Sunday, February 21, 2010

Rubisco enzyme and photosynthesis and photorespireation

In studying climate and how it is intertwined with biology, plant photosynthesis, and the carbon cycle, I've read that plants, most commonly known for their photosythesis, also respire carbon dioxide. They can emit CO2 to the air and to the soil. A recent article in Nature helped me answer a few lingering questions I've had. I'm citing from Nature 14 January 2010 (News and Views by R. John Ellis and article by Liu et al).

Lingering question 1: Do plants get all their carbon from the atmosphere? If not, then the use of plants in biofuels would fail to be carbon neutral. (Note: many other factors can undermine the carbon neutrality of biofuels).
The news and views article credits "virtually all organic carbon in the biosphere" to the rubisco enzyme used in photosynthesis to capture CO2 from the atmosphere. I can't help but wonder whether in the 1/2 billion years of terrestial plants, some species may have evolved a capacity to pull carbon out of the soil, but this is just my speculation. Rubisco is present in photosynthesis, and with it, alternatively, plants may have had no incentive to get carbon from the soil.

Apparently, rubisco emerged when the Earth had little oxygen in the atmosphere and higher CO2. Thus, this choice of enzyme is not as a efficient in the higher oxygen level of the atmosphere established between 800 and 540 million years ago.

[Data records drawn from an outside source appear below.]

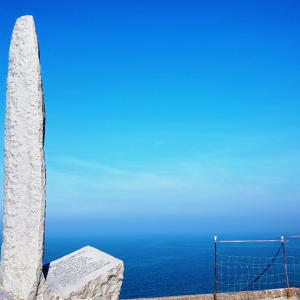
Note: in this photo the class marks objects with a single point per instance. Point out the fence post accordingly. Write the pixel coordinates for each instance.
(285, 266)
(215, 296)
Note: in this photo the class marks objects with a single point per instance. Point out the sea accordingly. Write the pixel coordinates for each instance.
(172, 265)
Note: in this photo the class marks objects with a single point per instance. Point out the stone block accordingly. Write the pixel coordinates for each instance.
(87, 273)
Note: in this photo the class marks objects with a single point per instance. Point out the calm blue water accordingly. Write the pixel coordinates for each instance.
(158, 266)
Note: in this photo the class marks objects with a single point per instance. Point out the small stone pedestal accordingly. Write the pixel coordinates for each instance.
(87, 273)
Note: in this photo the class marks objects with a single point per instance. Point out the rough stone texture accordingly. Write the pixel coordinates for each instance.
(4, 295)
(87, 273)
(24, 166)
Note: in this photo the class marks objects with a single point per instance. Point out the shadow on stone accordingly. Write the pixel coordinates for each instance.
(46, 270)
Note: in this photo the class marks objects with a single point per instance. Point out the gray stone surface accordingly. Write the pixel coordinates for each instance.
(4, 295)
(87, 273)
(24, 166)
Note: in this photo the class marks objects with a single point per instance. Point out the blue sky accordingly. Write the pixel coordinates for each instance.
(167, 116)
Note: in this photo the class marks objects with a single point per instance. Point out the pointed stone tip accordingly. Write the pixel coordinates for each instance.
(28, 20)
(28, 17)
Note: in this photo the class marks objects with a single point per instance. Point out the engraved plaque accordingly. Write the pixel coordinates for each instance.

Lingering questioon 2: what enables plants to respire CO2?

Rubisco can react with either CO2 or oxygen. So, as rubisco fixes CO2, to a lesser amount, it is also reacting with oxygen and producing CO2. The News and Views author cites a loss to photorespiration of up to 25% of the CO2 captured in photosynthesis. So, I can say with confidence that plant respiration has a credible scientific basis.

The article addresses efforts to engineer a process by which the loss of photorespiration is eliminated from agriculture. I don't feel I can represent what I read on this, and so I won't.

The real interesting part, and the part that ties in with my recent effort to have more explanations of the carbon cycle and biosphere is the reviewer's mention of what happens to the ratio of rubisco's photosynthesis to photorespiration under warmer temperatures: essentially, that warmer temperatures will increase photorespiration. Thus, warmer temperatures can make plants less efficient at sequestering CO2.

So, where increased CO2 can act as a fertilization (and I've read studies making this claim), increased temperatures will take away from this benefit by making plant photosynthesis less efficient. I'm creating an ever growing list of effects and counter effects on this subject.

My remaining questions are 1) is the inefficiency accompanying warmer temperatures linked to the rise of CO2 following warmer temperatures inferred from ice cores; and 2) will plants merely get less efficient or will we see species turnover, where species  that do better at fixing CO2 under warmer temperatures replace those that don't.